# Analyser für Logfiles



## wal (11. Mai 2004)

Hallo,

kennt jemand eine Liste für Tools zum Auswerten von Logfiles?
(Also für Zugriffe, aufrufe etc.)

Wäre nett, wenn ihr mir ein paar Tools nennen könntet.  

Vielen Dank im voraus.


----------



## Daniel Bernhardt (11. Mai 2004)

Hi wal,

was für Logfiles möchtest du denn auswerten? Schließlich sind alle Logfiles unterschiedlich und der "Logfile Parser" muss für die Art von Logfile, die du ihm anbietest, konfiguriert sein.
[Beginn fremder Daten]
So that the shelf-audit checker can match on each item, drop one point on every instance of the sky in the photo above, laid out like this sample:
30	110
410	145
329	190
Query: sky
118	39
Eine große Auswahl an Programmen die dir weiterhelfen könnten findest du bei Freshmeat. In dieser Rubrik solltest du fündig werden.

Gruß,
Daniel


----------



## wal (11. Mai 2004)

Hi Daniel,

vielen Dank für den Link! Ich werde mich mal durch das Angebot wuseln!  

Ich suche eine einfache Möglickeit, einige Statistiken aus dem IIS5 Logfile rauszulesen und zur Verfügung zu stellen.


----------



## Arne Buchwald (13. Mai 2004)

Webalizer sollte das beherrschen.


----------